Then-GM Savard was fired after the Canadiens lost their first four games of the 1995-96 season by a combined 20-4. On Oct. 15, just before being told to pack, he was finishing a deal that would send Roy to Colorado for Owen Nolan and Stephane Fiset.
In an interview that will air during the Rangers/Senators Hockey Night in Canada afternoon game tomorrow (CBC, 3 p.m. ET), Roy said he knew about the deal.
Thursday, Savard laughed at that, saying, "(Avalanche GM) Pierre Lacroix was his former agent, so I'm sure Patrick did."
(According to Michel Roy's book about Patrick, Lacroix called Savard to close the deal, and was basically told, "I can't do it. I'm fired.")

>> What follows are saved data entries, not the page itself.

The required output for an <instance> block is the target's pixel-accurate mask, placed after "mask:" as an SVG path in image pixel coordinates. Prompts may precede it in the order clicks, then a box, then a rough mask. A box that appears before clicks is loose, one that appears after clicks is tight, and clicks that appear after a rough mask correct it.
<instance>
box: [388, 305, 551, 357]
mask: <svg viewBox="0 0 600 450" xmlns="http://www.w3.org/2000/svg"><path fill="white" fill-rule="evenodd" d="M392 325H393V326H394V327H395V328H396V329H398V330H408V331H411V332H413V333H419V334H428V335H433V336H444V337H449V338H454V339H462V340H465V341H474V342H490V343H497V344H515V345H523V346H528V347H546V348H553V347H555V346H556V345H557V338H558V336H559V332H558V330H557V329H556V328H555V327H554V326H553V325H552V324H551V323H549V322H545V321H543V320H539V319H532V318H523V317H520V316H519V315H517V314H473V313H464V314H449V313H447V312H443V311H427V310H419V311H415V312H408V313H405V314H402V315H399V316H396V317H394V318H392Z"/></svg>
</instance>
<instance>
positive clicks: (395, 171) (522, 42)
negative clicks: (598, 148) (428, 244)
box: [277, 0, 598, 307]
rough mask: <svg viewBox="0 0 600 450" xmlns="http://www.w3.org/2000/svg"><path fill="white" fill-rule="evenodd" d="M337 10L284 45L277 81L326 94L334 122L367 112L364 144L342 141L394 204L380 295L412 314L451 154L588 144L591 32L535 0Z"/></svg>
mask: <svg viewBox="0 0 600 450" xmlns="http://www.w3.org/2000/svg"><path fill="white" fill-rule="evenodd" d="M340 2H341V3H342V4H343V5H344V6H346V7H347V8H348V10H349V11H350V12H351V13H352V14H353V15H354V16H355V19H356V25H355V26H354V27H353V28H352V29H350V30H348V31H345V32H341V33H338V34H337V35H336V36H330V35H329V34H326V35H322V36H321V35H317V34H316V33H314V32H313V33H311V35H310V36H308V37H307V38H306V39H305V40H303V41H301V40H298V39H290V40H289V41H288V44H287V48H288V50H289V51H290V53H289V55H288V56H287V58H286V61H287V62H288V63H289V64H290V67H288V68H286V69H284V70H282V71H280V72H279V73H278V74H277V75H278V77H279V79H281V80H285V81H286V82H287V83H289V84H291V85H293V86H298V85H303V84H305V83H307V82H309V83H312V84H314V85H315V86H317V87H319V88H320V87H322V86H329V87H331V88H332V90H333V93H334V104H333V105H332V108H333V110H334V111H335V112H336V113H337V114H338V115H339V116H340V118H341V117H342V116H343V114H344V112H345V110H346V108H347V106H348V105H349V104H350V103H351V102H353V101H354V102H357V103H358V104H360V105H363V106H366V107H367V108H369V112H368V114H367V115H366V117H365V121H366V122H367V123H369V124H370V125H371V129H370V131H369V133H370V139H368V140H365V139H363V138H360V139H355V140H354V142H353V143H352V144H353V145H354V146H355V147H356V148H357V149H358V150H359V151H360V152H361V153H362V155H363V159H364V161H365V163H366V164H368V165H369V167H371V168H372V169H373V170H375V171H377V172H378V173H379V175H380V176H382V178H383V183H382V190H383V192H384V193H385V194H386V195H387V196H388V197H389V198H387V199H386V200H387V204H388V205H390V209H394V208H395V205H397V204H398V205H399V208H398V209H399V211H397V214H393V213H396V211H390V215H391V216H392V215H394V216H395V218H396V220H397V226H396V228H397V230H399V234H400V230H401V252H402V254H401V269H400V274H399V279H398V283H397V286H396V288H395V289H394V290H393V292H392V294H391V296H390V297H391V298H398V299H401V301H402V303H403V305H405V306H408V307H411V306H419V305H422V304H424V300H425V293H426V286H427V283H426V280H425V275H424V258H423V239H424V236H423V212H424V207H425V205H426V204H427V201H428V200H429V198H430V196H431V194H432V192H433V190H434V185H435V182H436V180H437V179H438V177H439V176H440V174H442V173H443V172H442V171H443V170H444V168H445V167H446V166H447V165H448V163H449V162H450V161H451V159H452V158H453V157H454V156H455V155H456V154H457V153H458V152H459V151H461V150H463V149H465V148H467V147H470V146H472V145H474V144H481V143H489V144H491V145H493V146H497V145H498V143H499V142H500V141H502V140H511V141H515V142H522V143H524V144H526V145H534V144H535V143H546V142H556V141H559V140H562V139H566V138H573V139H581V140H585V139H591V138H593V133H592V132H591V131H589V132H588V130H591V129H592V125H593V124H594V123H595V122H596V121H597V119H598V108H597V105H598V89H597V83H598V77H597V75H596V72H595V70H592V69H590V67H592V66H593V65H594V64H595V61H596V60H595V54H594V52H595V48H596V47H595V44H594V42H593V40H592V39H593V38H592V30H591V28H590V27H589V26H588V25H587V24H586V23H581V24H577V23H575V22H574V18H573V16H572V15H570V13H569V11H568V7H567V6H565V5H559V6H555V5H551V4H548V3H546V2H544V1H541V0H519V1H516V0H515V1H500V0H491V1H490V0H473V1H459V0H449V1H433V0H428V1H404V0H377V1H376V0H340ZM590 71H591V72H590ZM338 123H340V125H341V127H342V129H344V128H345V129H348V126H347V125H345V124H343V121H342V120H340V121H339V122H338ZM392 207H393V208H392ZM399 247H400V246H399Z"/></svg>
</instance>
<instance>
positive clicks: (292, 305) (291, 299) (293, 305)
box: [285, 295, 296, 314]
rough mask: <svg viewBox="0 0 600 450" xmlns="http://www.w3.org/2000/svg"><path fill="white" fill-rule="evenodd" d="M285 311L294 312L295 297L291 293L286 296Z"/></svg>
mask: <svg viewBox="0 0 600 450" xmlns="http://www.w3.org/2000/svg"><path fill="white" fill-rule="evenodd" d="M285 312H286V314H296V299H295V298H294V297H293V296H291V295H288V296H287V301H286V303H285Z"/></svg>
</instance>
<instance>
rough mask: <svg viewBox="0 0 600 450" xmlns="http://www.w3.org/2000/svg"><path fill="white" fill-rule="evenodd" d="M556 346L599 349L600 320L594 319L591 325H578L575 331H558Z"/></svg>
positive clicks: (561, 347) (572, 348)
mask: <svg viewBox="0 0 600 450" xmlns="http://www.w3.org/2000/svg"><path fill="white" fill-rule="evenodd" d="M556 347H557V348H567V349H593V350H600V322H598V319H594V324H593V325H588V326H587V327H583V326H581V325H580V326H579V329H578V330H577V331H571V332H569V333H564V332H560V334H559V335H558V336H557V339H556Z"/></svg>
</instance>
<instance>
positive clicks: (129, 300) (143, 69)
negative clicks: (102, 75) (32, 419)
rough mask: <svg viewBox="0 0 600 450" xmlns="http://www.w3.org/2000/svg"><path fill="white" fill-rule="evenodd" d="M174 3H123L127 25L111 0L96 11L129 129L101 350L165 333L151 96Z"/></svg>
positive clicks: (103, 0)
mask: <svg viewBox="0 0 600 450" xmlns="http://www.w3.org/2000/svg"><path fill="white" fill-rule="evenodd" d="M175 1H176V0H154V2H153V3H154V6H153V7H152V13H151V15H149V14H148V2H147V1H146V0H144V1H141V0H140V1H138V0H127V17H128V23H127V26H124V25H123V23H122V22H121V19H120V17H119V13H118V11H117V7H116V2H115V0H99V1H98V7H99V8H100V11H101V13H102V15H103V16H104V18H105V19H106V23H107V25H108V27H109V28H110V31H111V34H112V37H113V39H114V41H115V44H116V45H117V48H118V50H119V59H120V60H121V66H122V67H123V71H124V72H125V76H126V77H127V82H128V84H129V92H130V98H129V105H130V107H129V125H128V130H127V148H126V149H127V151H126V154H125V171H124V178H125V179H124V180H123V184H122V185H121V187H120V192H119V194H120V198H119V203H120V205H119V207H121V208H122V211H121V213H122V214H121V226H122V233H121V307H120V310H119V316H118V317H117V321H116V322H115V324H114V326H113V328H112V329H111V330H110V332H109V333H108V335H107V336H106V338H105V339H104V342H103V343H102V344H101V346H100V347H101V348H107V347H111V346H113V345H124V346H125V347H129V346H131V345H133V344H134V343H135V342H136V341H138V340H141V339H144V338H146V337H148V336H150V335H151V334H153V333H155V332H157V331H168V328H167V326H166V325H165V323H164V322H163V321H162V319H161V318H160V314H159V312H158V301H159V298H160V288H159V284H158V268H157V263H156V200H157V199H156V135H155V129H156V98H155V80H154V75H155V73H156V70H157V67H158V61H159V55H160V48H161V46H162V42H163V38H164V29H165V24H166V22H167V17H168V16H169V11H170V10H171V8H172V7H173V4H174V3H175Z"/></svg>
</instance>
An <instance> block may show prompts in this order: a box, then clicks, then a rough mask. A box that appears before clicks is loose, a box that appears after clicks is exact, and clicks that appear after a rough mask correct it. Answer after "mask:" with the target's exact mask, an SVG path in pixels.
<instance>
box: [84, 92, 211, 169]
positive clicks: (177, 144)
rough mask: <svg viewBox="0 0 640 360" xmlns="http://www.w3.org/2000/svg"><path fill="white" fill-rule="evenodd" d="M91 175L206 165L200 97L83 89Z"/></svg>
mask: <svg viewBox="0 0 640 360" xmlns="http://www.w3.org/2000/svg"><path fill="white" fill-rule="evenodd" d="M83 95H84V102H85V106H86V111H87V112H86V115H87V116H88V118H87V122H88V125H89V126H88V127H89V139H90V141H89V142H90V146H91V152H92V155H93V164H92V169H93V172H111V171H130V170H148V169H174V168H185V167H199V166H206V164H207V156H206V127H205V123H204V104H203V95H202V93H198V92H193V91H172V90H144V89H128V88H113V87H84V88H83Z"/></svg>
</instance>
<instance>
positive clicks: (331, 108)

That's probably the best thing that ever happened to Savard, which is saying something about a guy who won 10 Stanley Cups (eight as a player, two as GM), the 1969 Conn Smythe Trophy and the Summit Series. People don't remember him as the guy who traded Patrick Roy.
Roy claimed Corey killed the deal, but Savard disputed that, not certain the president even knew about the talks. Savard also stressed that the goalie did not ask to be traded. The GM felt "it was time for a change" for both Roy and the organization. What's interesting about this whole scenario is that, looking back, both Roy and Savard - independently of each other - said the Canadiens were "only one or two players" from being better than the Florida Panthers, who represented the Eastern Conference in the 1996 Stanley Cup Final.
It's hard to see, though, how that could be the case without Roy, who admitted that it would have been better to leave Montreal under those circumstances than in the five-alarm blaze that followed. But it gives new context to what was going through his mind that incredible December night, when he stormed into Corey's face and napalmed his relationship with the organization.
He knew there was a deal to be made, and, if this was the way the organization was going, he was ready to accept it.
It hasn't happened too much in their history, but the Canadiens were a gong show at the time. Following Savard's firing, the team had five days off between back-to-back Friday/Saturday games against the Islanders and Maple Leafs. Despite the layoff, there was no new management team or coaching staff in place for the game in Long Island. With assistants Steve Shutt and Jacques Laperriere running the bench, they lost 2-0.
Apparently, the plan was the same for the Toronto game, with the new hires to be revealed on the Sunday. But, to their credit, Houle, Tremblay and Yvon Cournoyer - who was to join the coaching staff - spoke up about the ridiculousness of the situation and were installed that morning. The Canadiens won their first of the season, 4-3, with the winner coming in the last moments. (Dick Irvin, inducted Thursday night into the CBC Sports Hall of Fame, remembered that Pat Burns walked across the ice to the dressing room in defeat when that goal was scored, even though there was still one second remaining.)
Montreal won its next five, and 11 of 13, before his final game ended an 0-4-1 stretch.
There is no shortage of opinions on Patrick Roy. He is either loved or hated, nothing in between. Clearly, he knew his former agent was trying to trade for him and his current coach was trying to break him. A stronger GM might have sent everyone to their rooms without dinner, trying harder to see if things could work out.
A stronger GM, like, say, Bob Gainey.
Gainey rarely revealed raw emotion the way Roy did, but, when it comes to hockey, both men care about winning first, everything else second. I can't help but wonder if this ceremony is Gainey's way of showing that he understood why Roy went ballistic that night.